Gene expression profiling to assess the biological effects of manufactured nanomaterials

Abstract

Recently, concern over the influence of manufactured nanoparticles on human health has risen due to advances in the development of nanotechnology. We are interested in the influence of nanoparticles on the pulmonary system at a molecular level. In this study, gene expression profiling of the rat lung after intratracheal instillation or whole-body inhalation exposure to ultrafine nickel oxide(Uf-NiO)particles as a positive control of manufactured nanoparticles such as titanium dioxide, C60 fullerene, carbon nanotube were employed to gain insights into these molecular events.
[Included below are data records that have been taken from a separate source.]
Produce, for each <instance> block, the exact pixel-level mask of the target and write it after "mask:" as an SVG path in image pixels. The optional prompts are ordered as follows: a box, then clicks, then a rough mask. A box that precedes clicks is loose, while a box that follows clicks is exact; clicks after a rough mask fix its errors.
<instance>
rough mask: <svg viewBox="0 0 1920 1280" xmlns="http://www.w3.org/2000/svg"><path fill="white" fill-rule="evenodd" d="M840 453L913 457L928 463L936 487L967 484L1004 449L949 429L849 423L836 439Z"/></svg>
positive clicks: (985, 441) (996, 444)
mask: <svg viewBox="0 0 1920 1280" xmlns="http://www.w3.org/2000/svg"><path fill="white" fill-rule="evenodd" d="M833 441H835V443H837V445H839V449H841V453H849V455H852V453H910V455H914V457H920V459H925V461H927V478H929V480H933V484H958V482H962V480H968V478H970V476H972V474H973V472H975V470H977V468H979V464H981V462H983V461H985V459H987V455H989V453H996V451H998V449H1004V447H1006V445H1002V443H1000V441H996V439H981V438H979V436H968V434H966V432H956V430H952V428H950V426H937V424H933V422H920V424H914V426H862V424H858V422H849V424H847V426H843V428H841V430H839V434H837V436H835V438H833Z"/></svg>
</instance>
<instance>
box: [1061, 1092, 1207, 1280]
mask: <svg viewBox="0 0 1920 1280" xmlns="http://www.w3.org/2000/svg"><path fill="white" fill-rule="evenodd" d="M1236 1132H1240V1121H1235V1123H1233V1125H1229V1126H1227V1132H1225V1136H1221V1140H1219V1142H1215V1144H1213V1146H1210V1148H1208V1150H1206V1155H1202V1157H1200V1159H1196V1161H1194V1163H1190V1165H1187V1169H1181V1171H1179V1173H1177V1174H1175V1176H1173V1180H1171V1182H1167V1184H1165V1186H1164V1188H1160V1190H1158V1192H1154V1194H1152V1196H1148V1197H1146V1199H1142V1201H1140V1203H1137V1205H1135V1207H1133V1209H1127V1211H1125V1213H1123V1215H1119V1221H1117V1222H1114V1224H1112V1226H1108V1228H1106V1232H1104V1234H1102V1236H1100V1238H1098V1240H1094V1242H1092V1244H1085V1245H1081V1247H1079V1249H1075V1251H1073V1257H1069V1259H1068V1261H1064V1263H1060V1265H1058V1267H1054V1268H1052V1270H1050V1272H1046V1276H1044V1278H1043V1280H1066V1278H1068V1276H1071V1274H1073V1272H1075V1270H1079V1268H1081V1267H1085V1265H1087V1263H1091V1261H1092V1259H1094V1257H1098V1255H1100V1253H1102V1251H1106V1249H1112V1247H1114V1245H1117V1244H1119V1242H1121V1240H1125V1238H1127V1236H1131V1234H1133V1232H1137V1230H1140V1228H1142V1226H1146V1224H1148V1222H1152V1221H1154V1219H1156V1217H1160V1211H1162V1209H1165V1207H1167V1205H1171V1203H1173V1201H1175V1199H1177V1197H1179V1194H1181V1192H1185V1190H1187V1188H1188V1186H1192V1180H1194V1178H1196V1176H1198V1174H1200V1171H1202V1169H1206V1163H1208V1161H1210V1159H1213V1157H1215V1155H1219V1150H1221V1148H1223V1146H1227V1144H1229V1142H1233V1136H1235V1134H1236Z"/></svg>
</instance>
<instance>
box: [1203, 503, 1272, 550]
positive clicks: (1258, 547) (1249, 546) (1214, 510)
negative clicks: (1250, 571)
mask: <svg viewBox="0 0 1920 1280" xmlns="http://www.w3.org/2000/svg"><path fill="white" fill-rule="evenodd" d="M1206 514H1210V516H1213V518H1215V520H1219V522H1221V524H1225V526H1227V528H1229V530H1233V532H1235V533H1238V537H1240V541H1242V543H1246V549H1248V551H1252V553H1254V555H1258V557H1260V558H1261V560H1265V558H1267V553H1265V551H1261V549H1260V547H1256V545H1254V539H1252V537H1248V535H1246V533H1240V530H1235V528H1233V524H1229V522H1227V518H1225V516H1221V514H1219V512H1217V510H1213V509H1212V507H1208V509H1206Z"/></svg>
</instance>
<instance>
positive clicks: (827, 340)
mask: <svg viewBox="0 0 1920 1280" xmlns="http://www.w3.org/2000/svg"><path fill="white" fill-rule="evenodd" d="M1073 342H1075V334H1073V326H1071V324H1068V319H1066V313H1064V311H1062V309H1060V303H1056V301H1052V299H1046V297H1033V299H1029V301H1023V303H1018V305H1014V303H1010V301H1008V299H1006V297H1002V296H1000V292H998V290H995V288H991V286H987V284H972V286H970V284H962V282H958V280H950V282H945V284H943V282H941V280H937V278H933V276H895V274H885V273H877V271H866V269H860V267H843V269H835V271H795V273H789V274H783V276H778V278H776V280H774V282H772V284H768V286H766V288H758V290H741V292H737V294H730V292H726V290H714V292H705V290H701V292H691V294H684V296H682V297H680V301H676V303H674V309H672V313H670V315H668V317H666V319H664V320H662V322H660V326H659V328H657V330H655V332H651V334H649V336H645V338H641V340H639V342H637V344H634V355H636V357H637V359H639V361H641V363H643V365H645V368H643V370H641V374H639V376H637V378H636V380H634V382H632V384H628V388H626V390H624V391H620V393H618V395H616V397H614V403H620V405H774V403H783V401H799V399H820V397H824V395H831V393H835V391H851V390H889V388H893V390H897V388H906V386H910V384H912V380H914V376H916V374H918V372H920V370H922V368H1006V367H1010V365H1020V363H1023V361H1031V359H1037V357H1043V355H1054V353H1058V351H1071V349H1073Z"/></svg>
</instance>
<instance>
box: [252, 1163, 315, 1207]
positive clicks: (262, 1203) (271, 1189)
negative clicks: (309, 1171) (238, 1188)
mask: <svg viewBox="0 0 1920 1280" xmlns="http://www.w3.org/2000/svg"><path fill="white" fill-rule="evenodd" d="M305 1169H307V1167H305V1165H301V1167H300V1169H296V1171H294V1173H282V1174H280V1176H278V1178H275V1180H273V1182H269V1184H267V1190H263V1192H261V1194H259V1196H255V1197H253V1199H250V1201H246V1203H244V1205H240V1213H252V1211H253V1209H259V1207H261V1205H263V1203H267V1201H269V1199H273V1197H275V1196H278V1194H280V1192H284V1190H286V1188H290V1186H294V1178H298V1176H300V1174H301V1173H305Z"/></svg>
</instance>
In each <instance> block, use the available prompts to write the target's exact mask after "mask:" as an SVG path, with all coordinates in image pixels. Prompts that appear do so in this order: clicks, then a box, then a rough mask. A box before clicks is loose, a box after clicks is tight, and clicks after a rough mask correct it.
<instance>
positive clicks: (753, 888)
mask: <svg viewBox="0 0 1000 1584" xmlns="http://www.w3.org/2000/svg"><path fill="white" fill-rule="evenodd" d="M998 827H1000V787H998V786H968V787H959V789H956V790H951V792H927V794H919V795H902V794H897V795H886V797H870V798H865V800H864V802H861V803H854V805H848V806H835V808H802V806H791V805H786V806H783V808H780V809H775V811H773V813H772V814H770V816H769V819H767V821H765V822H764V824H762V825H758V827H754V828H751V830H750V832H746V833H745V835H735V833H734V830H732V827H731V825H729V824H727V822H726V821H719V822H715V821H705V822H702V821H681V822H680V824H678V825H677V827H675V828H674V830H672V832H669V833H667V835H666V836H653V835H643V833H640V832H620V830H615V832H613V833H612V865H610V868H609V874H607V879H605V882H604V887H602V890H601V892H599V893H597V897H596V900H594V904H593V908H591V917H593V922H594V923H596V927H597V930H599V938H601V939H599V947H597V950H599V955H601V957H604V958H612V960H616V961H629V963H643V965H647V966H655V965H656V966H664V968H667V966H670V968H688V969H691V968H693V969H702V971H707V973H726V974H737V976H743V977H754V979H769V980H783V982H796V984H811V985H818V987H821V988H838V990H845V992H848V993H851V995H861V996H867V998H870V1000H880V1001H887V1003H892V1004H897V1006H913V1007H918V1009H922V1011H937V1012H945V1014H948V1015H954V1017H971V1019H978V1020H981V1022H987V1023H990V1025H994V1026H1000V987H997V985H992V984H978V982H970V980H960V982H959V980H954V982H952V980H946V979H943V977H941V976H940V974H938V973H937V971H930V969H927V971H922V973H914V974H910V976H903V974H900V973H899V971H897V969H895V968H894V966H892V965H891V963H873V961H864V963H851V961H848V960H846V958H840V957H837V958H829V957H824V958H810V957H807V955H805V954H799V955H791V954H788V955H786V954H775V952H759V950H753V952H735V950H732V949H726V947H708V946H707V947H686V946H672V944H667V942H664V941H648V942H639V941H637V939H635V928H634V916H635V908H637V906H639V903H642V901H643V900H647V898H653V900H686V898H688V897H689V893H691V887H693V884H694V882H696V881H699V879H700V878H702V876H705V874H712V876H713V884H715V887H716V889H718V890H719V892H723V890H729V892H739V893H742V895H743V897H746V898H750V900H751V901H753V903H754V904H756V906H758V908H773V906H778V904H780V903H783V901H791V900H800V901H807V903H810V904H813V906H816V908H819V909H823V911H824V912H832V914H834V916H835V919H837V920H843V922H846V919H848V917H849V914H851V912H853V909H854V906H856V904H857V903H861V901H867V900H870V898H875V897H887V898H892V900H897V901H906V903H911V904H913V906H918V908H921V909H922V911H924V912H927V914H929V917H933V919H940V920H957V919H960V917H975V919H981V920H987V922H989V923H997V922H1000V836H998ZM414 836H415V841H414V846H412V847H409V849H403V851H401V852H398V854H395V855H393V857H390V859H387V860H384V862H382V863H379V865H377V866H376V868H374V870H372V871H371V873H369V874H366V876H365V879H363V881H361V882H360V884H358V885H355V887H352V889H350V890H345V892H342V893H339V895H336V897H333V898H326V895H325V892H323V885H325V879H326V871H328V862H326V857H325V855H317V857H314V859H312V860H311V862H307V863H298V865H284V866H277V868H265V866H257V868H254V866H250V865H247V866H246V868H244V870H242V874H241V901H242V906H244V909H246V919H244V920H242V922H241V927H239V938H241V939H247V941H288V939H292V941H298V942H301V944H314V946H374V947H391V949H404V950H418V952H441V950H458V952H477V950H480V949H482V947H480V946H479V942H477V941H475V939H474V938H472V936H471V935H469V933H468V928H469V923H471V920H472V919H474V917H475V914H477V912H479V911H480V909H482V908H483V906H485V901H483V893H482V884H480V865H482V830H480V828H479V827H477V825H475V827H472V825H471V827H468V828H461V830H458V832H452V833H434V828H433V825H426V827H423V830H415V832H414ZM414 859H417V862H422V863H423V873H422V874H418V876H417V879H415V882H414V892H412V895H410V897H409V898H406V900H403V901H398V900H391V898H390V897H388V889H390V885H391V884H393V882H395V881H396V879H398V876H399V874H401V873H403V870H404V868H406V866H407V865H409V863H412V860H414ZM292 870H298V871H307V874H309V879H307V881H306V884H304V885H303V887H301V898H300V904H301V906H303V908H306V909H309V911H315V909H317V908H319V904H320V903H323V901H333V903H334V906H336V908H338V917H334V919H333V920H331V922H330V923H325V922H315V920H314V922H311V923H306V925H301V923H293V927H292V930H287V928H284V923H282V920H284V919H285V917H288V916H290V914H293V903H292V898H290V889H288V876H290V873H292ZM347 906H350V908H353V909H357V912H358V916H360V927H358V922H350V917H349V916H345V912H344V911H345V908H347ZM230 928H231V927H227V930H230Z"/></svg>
In response to Uf-NiO exposure, there were a large number of highly up-regulated genes associated with the inflammatory response and Mmp12 encoding macrophage metalloelastase 12. These results suggest that Uf-NiO particles lead to acute inflammation immediately after intratracheal instillation or for the inhalation exposure period, and the damaged tissues were repaired in a timedependent manner. Analysis by inductively coupled plasma mass spectrometry and transmission electron microscope revealed that the Uf-NiO particles began to be cleared from the lungs immediately after treatment, and that low levels of the particles were present following exposure. These observations were consistent in gene expression profiling. We conclude that gene expression analysis using DNA microarrays can be extremely useful in assessing the influence of utrafine particles on biological systems.